Open severo opened 6 months ago
And give an example of each supported feature type in the YAML config. See https://discuss.huggingface.co/t/appropriate-yaml-for-dataset-info-list-float/74418 for example: I think we currently have no reference to share to the user.
Hey @severo, i just had a look into this. As far as i can see, there is no section about "More YAML tags" anymore in the Dataset docs. Is this correct? If yes, is this issue outdated or do i miss something?
Indeed, it has been removed in https://github.com/huggingface/datasets/pull/5470#discussion_r1088471903
The spec is here: https://github.com/huggingface/hub-docs/blob/main/datasetcard.md?plain=1
Somewhat related: discussion about the spec: https://github.com/huggingface/dataset-viewer/issues/2639
Also: should we just redirect to the spec (https://github.com/huggingface/hub-docs/blob/main/datasetcard.md?plain=1), or should we create a dedicated doc page for this? Adding the link would already by a good step forward.
Also: https://github.com/huggingface/hub-docs/blob/main/datasetcard.md?plain=1 is outdated:
configs: # Optional for datasets with multiple configurations like glue.

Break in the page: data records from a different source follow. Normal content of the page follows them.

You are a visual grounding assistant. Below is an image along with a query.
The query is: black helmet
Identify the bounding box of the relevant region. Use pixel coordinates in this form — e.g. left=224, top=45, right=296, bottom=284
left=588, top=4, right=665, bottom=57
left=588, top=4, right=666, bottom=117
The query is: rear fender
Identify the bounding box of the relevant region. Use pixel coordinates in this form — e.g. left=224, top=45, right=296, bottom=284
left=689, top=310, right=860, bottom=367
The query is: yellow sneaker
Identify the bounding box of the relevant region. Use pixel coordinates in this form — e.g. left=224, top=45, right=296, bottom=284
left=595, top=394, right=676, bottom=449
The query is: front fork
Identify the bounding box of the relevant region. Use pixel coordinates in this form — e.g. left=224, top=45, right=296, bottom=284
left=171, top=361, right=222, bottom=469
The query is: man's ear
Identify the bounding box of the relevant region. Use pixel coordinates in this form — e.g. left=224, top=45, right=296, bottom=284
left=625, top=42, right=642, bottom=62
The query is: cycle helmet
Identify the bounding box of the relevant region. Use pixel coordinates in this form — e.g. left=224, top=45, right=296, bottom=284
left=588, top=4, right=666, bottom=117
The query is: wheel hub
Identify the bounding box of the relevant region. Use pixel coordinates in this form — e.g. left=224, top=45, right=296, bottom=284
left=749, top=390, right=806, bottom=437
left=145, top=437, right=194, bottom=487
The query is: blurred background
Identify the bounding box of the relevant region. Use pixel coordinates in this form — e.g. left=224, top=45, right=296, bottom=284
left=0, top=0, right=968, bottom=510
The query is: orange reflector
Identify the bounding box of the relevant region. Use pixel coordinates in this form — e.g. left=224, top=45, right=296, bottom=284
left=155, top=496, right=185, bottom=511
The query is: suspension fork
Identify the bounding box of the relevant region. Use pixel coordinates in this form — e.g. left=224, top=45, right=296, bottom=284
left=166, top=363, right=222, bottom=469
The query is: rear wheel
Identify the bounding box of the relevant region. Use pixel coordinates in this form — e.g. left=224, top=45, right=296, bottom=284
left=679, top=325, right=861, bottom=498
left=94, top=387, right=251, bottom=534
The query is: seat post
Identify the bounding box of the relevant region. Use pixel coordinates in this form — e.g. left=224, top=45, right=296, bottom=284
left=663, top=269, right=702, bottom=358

- {config_0} # Example for glue: sst2
- {config_1} # Example for glue: cola
It does not respect the current format: https://huggingface.co/docs/hub/datasets-manual-configuration.
Ideally, it should be the reference, with more details than https://huggingface.co/docs/hub/datasets-manual-configuration, not the other way.
cc @polinaeterna for example if you want to look at it
Adding the link would already by a good step forward.
Shall i start out with this and have a look where it leads us @severo? Or would you suggest a different approachch?
Hmmm, I think we have to improve the spec first. Then, link to it from the docs page, otherwise the link would not bring much value.
Let me know if i can help out somehow! Would be down for it. 😄
Do you want to work on a PR to improve the spec https://github.com/huggingface/hub-docs/blob/main/datasetcard.md?plain=1 ?
The idea is to add the structure of the configs:
field, to match https://huggingface.co/docs/hub/datasets-manual-configuration at least (config_name, data_files, etc). Some more fields can be passed, if I'm not wrong (it's defined in https://github.com/huggingface/datasets, but @polinaeterna knows these details better than I)
I would love to! Will open a PR for discussion.
Since the spec is improved, shall i open a PR to link the YAML configuratino page?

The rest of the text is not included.